The Regional Council is the sheriff when it comes to protecting our environment, with authority to issue infringement and abatement notices … and prosecute.

And HBRC has just issued its 2019-20 compliance report assessing consent holder behaviour and detailing the actions it has taken in that year against environmental scofflaws.

The Council enforces consent restrictions and conditions and the underlying policies. It monitors some 3,044 consents, the majority dealing with water use (64% of consents monitored) or discharges of effluent (13%). Stormwater and wastewater consents make up another 12%, with significant impact on our territorial councils.

Overall, 89.7% (2,731) of consent holders were fully compliant; only 1% (29) were in significant non-compliance. Fully 97% of water take consents were graded fully compliant.

Twelve prosecutions were initiated, compared to four the previous year. Two were completed in the year, both involving burning prohibited items including treated timber, plastic piping, etc – Santo Drainage & Contracting ($12,555 fine) and Hastings Demolition ($11,900 fine). Eighty-eight infringement notices were issued, totalling $42,200 in fines.

80% of the region’s 79 dairy farms achieved full compliance with their resource consents.

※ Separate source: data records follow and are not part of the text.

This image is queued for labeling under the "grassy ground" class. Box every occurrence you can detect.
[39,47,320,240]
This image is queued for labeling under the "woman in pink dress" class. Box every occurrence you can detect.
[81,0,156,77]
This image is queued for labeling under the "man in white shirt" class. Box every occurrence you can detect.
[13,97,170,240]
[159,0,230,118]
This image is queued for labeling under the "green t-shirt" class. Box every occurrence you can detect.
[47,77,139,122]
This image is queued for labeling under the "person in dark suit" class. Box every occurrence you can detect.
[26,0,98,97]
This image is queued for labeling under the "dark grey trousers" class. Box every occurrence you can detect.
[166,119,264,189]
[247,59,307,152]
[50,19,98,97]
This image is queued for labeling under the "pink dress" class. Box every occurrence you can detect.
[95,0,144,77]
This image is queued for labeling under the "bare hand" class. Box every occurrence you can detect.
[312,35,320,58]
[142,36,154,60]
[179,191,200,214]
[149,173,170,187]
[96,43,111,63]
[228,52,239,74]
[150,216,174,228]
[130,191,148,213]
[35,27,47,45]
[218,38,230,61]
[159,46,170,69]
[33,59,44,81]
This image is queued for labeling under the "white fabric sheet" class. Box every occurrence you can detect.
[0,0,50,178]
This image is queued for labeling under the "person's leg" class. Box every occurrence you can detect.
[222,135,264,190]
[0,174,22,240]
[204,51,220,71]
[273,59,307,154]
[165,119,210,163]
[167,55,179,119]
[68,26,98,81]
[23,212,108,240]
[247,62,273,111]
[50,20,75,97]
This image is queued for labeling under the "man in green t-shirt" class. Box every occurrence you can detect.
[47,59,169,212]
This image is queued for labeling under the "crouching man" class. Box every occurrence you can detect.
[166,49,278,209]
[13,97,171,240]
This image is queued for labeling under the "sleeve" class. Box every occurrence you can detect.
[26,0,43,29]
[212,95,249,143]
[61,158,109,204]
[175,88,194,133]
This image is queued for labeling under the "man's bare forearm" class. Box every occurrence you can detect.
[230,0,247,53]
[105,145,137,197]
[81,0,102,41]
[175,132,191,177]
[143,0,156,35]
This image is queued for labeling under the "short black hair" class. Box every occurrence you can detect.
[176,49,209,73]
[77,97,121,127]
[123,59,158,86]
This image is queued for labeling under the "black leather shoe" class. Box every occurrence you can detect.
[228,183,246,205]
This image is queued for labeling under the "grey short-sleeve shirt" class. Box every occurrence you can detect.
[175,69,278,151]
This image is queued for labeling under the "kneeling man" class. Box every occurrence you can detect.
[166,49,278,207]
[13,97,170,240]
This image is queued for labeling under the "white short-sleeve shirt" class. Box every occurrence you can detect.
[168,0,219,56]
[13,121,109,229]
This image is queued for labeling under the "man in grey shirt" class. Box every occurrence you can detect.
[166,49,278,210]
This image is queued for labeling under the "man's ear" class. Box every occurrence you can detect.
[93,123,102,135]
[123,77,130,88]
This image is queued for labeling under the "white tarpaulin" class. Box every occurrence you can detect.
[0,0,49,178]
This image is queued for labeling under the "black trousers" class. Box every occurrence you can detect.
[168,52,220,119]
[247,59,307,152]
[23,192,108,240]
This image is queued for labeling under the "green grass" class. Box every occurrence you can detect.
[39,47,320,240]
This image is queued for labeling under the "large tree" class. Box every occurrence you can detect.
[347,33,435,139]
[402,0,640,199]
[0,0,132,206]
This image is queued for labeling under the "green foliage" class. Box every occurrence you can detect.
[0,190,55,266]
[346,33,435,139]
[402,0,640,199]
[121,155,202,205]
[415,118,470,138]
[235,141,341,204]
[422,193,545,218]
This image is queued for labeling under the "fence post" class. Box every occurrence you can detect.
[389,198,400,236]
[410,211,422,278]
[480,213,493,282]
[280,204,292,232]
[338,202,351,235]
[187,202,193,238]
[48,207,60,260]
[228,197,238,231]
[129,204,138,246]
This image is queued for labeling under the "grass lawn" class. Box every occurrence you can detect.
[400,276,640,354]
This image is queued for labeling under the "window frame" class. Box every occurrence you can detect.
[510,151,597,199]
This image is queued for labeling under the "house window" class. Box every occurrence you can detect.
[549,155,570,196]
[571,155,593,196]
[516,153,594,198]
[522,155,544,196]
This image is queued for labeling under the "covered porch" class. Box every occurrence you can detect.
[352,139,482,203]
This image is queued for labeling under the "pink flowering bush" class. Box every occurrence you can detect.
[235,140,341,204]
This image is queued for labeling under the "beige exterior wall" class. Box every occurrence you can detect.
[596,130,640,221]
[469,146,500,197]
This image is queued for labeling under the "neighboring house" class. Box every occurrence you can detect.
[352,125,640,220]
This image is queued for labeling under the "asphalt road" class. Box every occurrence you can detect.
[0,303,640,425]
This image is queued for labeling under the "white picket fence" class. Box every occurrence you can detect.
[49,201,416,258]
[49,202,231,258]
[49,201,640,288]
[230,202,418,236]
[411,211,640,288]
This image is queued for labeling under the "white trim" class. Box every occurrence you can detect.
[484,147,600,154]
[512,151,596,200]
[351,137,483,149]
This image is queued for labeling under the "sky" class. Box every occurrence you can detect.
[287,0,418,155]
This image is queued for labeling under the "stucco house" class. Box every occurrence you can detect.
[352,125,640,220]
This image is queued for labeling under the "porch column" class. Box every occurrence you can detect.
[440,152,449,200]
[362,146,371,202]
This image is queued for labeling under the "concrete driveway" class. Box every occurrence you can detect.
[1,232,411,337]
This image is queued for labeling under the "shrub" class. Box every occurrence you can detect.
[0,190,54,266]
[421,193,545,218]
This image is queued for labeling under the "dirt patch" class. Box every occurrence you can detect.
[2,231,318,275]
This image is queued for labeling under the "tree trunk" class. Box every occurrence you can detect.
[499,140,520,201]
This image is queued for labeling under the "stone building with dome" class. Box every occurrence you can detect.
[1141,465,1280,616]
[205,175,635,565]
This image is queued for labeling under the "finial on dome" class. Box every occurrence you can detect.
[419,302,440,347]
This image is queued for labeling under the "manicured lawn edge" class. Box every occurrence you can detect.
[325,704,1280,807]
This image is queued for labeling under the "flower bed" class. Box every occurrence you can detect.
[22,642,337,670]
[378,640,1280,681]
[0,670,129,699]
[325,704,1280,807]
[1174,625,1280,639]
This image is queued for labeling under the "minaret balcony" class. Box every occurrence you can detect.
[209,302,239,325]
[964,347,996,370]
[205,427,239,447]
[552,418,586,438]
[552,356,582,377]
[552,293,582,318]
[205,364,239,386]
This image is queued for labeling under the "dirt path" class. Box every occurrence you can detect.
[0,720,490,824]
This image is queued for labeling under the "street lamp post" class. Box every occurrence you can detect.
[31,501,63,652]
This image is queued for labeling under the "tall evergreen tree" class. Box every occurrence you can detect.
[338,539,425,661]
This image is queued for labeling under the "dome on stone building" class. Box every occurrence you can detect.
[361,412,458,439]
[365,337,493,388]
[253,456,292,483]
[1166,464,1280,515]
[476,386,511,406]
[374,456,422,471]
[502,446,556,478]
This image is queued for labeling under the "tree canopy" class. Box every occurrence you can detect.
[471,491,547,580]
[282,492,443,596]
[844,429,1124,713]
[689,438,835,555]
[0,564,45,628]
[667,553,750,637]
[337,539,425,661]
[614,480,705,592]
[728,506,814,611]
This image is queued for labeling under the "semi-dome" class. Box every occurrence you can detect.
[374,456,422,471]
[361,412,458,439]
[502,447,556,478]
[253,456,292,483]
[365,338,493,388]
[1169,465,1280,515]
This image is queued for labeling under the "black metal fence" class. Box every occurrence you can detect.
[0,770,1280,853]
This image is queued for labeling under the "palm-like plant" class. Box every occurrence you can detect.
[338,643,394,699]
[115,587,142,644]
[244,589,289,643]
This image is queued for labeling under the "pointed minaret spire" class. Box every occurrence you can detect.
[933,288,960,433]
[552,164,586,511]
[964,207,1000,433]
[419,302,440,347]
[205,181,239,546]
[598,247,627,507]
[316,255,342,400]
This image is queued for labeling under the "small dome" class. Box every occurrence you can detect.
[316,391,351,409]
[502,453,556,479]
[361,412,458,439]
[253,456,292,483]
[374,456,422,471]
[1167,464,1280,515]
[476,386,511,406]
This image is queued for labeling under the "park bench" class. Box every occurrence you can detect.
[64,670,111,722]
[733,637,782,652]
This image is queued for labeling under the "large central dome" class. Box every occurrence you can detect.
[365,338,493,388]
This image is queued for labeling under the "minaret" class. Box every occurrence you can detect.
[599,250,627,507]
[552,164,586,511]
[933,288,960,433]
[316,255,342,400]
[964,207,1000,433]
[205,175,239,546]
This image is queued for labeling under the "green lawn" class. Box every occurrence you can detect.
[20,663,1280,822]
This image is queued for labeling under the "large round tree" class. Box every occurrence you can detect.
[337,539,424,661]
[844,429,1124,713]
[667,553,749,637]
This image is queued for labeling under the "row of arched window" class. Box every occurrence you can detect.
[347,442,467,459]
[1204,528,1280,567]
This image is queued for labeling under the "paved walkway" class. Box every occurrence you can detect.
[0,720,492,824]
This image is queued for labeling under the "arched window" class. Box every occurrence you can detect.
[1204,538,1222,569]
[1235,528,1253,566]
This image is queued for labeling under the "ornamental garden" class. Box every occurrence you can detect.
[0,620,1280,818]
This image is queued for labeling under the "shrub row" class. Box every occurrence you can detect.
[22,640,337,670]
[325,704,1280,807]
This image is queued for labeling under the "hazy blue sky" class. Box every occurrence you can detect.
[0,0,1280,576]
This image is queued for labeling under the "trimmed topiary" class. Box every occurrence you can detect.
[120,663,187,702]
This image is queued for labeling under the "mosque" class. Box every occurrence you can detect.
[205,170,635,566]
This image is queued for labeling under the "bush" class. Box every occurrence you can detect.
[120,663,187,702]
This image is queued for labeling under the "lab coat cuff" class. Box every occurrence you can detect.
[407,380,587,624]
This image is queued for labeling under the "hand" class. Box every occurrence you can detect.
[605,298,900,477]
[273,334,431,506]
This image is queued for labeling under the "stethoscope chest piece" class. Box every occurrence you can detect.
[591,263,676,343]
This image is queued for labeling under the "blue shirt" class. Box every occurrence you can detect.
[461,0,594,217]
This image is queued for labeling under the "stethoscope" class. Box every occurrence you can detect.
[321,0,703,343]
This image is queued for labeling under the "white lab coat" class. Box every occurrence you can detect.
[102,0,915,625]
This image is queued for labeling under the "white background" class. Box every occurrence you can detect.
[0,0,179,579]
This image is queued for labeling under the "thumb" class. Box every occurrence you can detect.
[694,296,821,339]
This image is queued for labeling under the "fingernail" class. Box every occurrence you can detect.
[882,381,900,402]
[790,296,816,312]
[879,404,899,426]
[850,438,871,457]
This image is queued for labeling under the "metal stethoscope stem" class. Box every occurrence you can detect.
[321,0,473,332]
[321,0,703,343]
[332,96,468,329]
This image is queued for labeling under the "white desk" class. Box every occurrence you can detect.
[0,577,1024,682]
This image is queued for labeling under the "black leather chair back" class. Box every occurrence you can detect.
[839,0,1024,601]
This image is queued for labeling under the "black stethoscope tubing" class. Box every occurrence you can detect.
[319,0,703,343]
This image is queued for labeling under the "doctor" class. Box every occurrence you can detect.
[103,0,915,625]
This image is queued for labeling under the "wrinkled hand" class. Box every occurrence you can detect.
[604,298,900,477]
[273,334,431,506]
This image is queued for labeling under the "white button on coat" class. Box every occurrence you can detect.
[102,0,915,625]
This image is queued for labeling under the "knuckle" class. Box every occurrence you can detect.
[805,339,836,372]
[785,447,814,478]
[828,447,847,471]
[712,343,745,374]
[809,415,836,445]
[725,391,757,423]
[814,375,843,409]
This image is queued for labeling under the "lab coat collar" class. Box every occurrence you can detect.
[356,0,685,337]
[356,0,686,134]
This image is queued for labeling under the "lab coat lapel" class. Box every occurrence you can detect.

Three dairy operations – R Moore Farms and Maxwell Farms (both Patoka) and Perthshire Farms (Waipukurau) – were found significantly non-compliant, with the Maxwell Farm prosecuted and pleading guilty.

One winery, Trinity Hill, was significantly non-compliant, not meeting discharge standards for wastewater discharged over the unconfined aquifer, and is currently under an abatement notice.

Complaints to the Pollution Hotline totaled 983, with most of these linked to air quality (resulting in 58 infringement notices for outdoor burning), as this graph indicates.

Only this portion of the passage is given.